In 1984-85, Al Iafrate was the teenager rushed into the mix. This might have been the most glaring example of a player being ushered into the NHL way too soon. The 18-year-old had played a grand total of just 10 games the previous year with the Belleville Bulls after a negative experience with the U.S. Olympic team.
Iafrate needed time to grow on the ice, but more importantly he needed time to just be a goofball teenager off the ice. Despite management’s miscalculation, he was still able to enjoy a decent NHL career.
Luke Richardson (18) actually had a decent rookie season in 1987-88, but struggled in his second year as he began to spend time as a healthy scratch. He would eventually join all of the above players as teenage Toronto Maple Leafs who definitely would have benefited from remaining with their junior team at least another season.
Almost two decades later, the same would be said about Luke Schenn. At 19 years old in 2008-09, Schenn represented great things for the team’s future — much like Matthews and Marner do today.
Similar to what happened two decades earlier, Schenn would never blossom into that All-Star stud defenceman on the Leafs’ blue line. He has evolved into a journeyman rearguard currently playing in Arizona, but he definitely could have been better off had he played one more year in junior.
GOT IT RIGHT
This is the category that Matthews and Marner hope to join at the conclusion of this season.

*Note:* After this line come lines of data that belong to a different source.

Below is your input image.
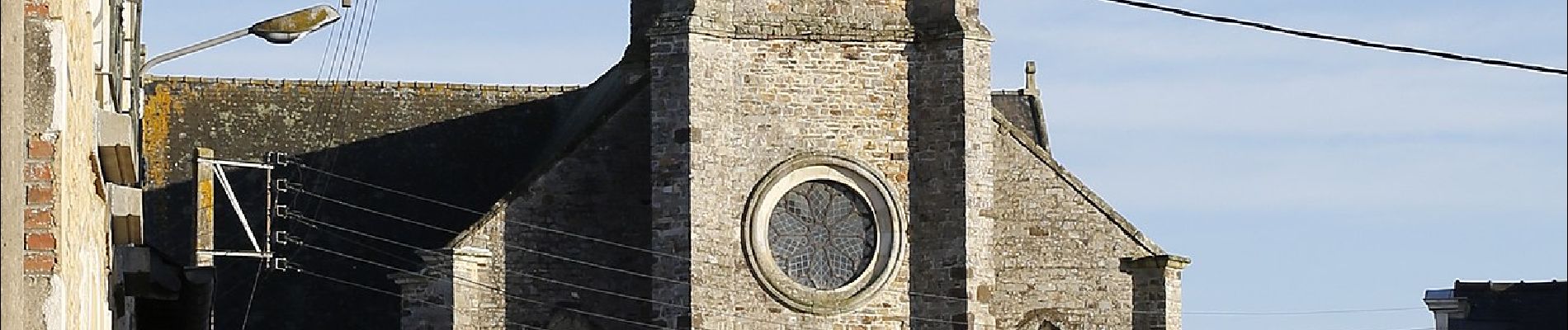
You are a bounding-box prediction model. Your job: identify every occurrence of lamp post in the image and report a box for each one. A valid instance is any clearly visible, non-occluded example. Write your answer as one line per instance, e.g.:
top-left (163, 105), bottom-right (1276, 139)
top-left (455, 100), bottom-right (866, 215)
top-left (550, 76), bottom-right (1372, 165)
top-left (141, 5), bottom-right (342, 72)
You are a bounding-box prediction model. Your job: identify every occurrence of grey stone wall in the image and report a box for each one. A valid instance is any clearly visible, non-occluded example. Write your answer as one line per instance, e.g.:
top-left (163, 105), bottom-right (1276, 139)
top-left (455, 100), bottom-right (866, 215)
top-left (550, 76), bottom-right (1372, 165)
top-left (143, 77), bottom-right (579, 328)
top-left (677, 36), bottom-right (909, 328)
top-left (439, 88), bottom-right (655, 328)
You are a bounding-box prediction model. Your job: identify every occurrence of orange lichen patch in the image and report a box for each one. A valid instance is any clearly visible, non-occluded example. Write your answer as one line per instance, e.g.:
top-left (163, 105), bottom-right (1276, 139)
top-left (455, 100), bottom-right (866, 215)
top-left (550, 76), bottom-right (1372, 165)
top-left (22, 2), bottom-right (49, 17)
top-left (141, 82), bottom-right (185, 186)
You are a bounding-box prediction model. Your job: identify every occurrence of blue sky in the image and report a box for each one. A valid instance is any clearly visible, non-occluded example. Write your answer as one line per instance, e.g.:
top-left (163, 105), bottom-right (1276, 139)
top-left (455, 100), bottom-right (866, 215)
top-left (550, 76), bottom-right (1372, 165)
top-left (144, 0), bottom-right (1568, 330)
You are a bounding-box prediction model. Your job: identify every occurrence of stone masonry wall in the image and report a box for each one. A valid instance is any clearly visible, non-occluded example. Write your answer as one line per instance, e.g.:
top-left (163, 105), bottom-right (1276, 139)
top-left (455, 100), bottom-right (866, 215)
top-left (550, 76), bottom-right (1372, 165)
top-left (988, 115), bottom-right (1157, 330)
top-left (451, 88), bottom-right (655, 328)
top-left (17, 0), bottom-right (110, 330)
top-left (143, 77), bottom-right (577, 328)
top-left (680, 36), bottom-right (909, 328)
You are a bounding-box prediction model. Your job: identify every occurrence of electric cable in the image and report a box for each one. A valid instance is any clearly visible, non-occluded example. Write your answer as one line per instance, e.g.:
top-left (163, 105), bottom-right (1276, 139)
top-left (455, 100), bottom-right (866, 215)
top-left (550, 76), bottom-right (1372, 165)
top-left (293, 266), bottom-right (545, 330)
top-left (293, 189), bottom-right (967, 323)
top-left (300, 243), bottom-right (674, 330)
top-left (288, 164), bottom-right (1420, 323)
top-left (300, 216), bottom-right (834, 325)
top-left (1101, 0), bottom-right (1568, 77)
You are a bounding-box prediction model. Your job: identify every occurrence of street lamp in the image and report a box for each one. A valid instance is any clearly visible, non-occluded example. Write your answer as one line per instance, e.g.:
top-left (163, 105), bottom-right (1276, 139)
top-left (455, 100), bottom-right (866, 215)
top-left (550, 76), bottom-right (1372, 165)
top-left (141, 5), bottom-right (342, 72)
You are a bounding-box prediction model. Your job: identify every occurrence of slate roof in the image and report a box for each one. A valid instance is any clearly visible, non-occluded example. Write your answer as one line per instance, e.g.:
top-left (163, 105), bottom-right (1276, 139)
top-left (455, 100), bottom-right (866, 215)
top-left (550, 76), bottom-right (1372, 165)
top-left (1449, 280), bottom-right (1568, 330)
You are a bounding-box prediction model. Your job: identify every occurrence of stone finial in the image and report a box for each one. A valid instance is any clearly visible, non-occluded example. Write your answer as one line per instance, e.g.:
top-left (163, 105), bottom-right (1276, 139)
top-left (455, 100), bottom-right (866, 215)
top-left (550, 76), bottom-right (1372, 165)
top-left (1122, 255), bottom-right (1192, 272)
top-left (1024, 61), bottom-right (1040, 96)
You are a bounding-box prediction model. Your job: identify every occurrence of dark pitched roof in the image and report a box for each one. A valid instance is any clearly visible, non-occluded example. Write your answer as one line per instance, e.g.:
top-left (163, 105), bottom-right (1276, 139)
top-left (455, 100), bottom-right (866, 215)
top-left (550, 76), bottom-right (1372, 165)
top-left (1449, 280), bottom-right (1568, 330)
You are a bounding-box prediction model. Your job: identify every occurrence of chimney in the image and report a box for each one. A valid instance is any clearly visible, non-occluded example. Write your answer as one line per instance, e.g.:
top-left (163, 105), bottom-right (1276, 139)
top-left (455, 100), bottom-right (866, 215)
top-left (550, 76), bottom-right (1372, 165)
top-left (1122, 255), bottom-right (1192, 330)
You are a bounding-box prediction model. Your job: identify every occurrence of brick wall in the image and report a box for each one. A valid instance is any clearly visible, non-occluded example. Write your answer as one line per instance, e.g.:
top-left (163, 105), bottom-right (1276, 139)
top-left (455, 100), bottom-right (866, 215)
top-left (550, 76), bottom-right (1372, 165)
top-left (7, 0), bottom-right (110, 328)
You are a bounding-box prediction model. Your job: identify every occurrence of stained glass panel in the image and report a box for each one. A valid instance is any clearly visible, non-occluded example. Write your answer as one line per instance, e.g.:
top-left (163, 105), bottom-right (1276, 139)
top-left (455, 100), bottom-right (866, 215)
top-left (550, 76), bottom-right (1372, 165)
top-left (768, 180), bottom-right (876, 290)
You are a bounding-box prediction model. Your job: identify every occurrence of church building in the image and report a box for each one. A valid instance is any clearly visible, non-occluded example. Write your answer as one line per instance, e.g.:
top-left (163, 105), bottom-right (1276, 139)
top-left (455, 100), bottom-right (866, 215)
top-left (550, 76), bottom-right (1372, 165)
top-left (143, 0), bottom-right (1188, 330)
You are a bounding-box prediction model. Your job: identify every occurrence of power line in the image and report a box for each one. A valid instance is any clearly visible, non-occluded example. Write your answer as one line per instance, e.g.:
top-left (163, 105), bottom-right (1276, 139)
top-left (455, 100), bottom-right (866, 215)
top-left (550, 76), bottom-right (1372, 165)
top-left (293, 266), bottom-right (545, 330)
top-left (1101, 0), bottom-right (1568, 75)
top-left (300, 164), bottom-right (693, 262)
top-left (296, 164), bottom-right (1422, 323)
top-left (240, 264), bottom-right (267, 330)
top-left (293, 189), bottom-right (967, 328)
top-left (1132, 307), bottom-right (1427, 316)
top-left (290, 216), bottom-right (840, 325)
top-left (298, 164), bottom-right (967, 302)
top-left (300, 243), bottom-right (673, 330)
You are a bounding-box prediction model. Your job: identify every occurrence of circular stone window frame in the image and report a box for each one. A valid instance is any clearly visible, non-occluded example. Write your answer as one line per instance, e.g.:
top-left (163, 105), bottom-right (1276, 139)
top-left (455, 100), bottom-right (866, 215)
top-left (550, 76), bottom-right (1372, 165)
top-left (742, 155), bottom-right (908, 314)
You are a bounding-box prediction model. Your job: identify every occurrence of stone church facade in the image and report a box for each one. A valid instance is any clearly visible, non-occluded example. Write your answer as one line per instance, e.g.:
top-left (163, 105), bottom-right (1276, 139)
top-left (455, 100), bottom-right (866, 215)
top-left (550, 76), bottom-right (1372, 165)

First up is Wendel Clark in 1985-86. As a 19-year-old, he took the hockey world — and the city of Toronto — by storm as he brought respectability back to a Leafs team that had finished dead last the year before (sound familiar?).
Clark led the Leafs in both goals (34) and penalty minutes (227) that season, helping the Leafs get back to the playoffs where they upset the heavily-favoured Chicago Blackhawks in the first round.
A year later in 1986-87, Vincent Damphousse (19) would have a less sensational (but still very strong) rookie campaign with the Leafs. He started the season at centre but was shifted over to the wing after being dominated by Steve Yzerman in an early-season game against the Detroit Red Wings. The move kicked off a long and successful NHL career, beginning with a 46-point rookie year as a teen with 21 goals and 25 assists.
For our third (and most recent) teenage success story, let’s go to the blue line. Personally, I was worried when the Leafs included a 19-year-old Morgan Rielly on their NHL roster in 2013-14, but the rearguard now continues to be viewed as that stud defenceman the Leafs were hoping for on their blue line for many years to come.
So the Toronto Teenage Maple Leafs Club will have two additions at the end of this season, and they look like they will be two names added to the “got it right” category.